Tahun 1340 –an. Eropa terjangkit wabah mematikan; The Black Death. Nama yang merupakan terjemahan dari bahasa Latin atra mortem ini muncul dari gejala yang dialami penderita. Kulit mereka menghitam, biasanya di bagian jari tangan, jari kaki, atau ujung hidung. Kehitaman itu muncul akibat adanya jaringan yang mati (Historia). 5O Juta orang meninggal, separuh dari penduduk Eropa.
Menurut Profesor Peter Frankopan perubahan iklim secara ekstrim bisa memunculkan beragam wabah mematikan, ditahun itu bumi semakin panas akibat suar matahari atau aktivitas gunung berapi, hal itu mengubah siklus bakteri Yersinia Pestis. Professor ahli sejarah dunia itu, meyakini bahwa perubahan suhu bumi memungkinkan mikroba kecil berkembang menjadi Black Death.
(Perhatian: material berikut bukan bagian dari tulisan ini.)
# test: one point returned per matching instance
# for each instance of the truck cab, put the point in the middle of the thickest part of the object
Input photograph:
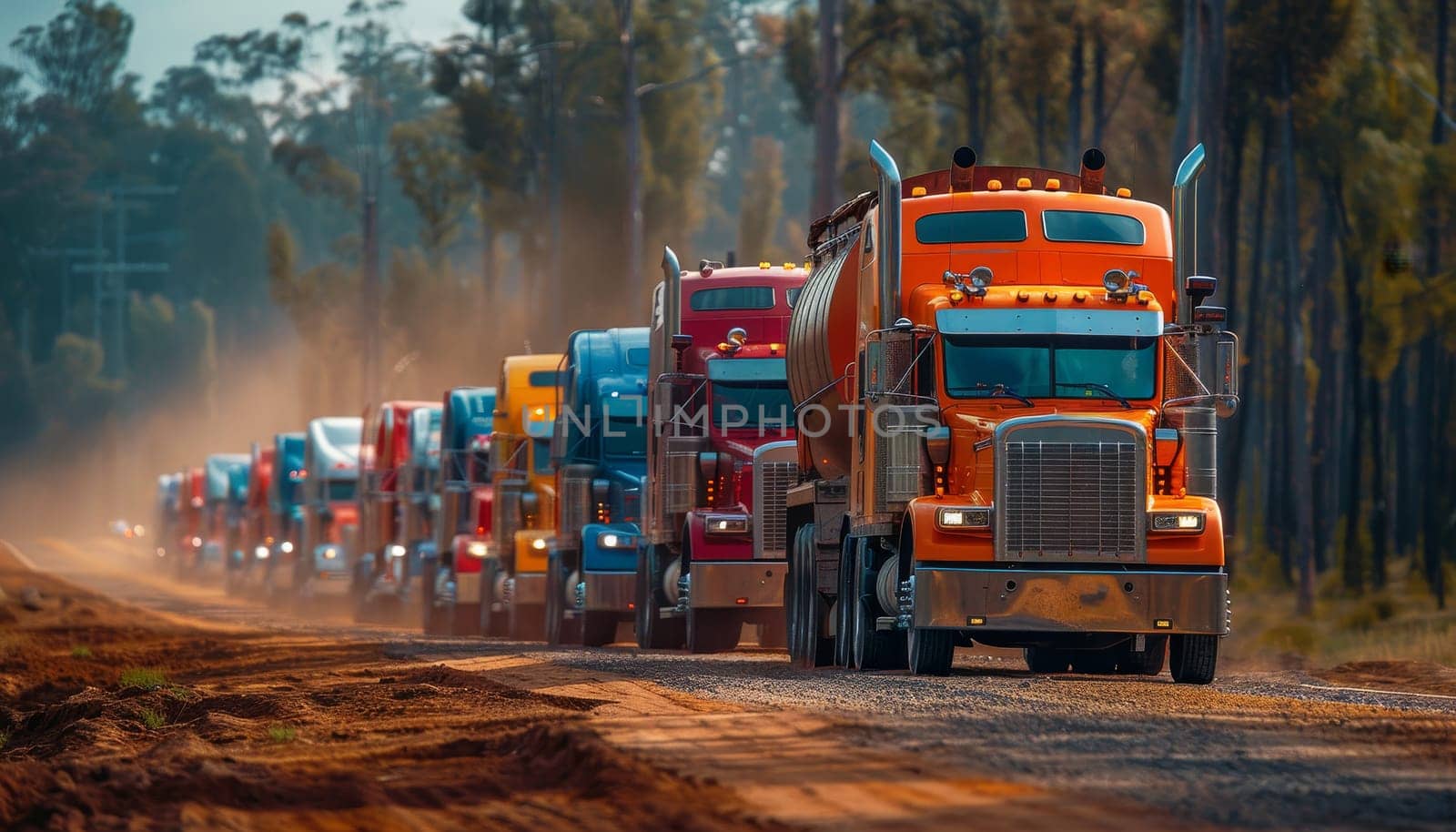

Bumi yang lebih panas, kemungkinan akibat suar matahari atau aktivitas gunung berapi mengubah siklus bakteri Yersinia pestis. Memungkinkan mikroba kecil berkembang menjadi Black Death,” Ungkap Profesor Peter Frankopan.
Tahun 2018. Di Cheltenham Literary Festival, Frankopan menyampaikan prediksinya. Ia mengatakan, ada bahya yang mengintai jika kita tidak bisa memenuhi target Persetujuan Paris (Paris Agreement) untuk menahan laju peningkatan temperatur global di bawah 2 derajat celsius. Titik tekan Frankopan bahwa meningkatnya suhu bumi berpengaruh terhadap meningkatnya ancaman wabah yang mematikan bagi manusia.
Pada tahun 2019. Berdasar laporan PBB, temperatur dan cuaca semakin menggila. Laporan perubahan cuaca dan pemanasan global PBB mengungkap 2019 menjadi tahun ‘terpanas’ dalam periode lima tahun terakhir. Laporan PBB tersebut menuliskan rata-rata suhu global pada 2015-2019 berada dalam jalur ‘terpanas’ (CNN).
Suhu bumi pada November 2019 merupakan suhu terpanas kedua setelah 140 tahun yang lalu. Laporan iklim global bulanan NOAA yang dirilis pada akhir tahun 2019 menunjukkan, rata-rata suhu daratan dan permukaan laut dunia pada November adalah 0,92 derajat Celsius di atas rata-rata abad ke-20, menjadikan November 2019 sebagai bulan dengan suhu terpanas kedua yang pernah tercatat, hanya terpaut sedikit di bawah suhu pada 2015.
Prediksi Profesor Peter Frankopan terkonfirmasi, bahwa meningkatnya suhu bumi akan menimbulkan beragam macam penyakit yang menular pada manusia. Tahun 2019 disebut sebagai tahun terpanas sepanjang sejarah dunia, dan bulan november suhu bumi tertinggi kedua setelah 140 tahun. Pada bulan desember, virus corona muncul di Wuhan Cina sampai Maret 2020 menyebabkan 3200 orang meninggal dunia. Dalam waktu yang singkat virus menyebar kesemua belahan bumi.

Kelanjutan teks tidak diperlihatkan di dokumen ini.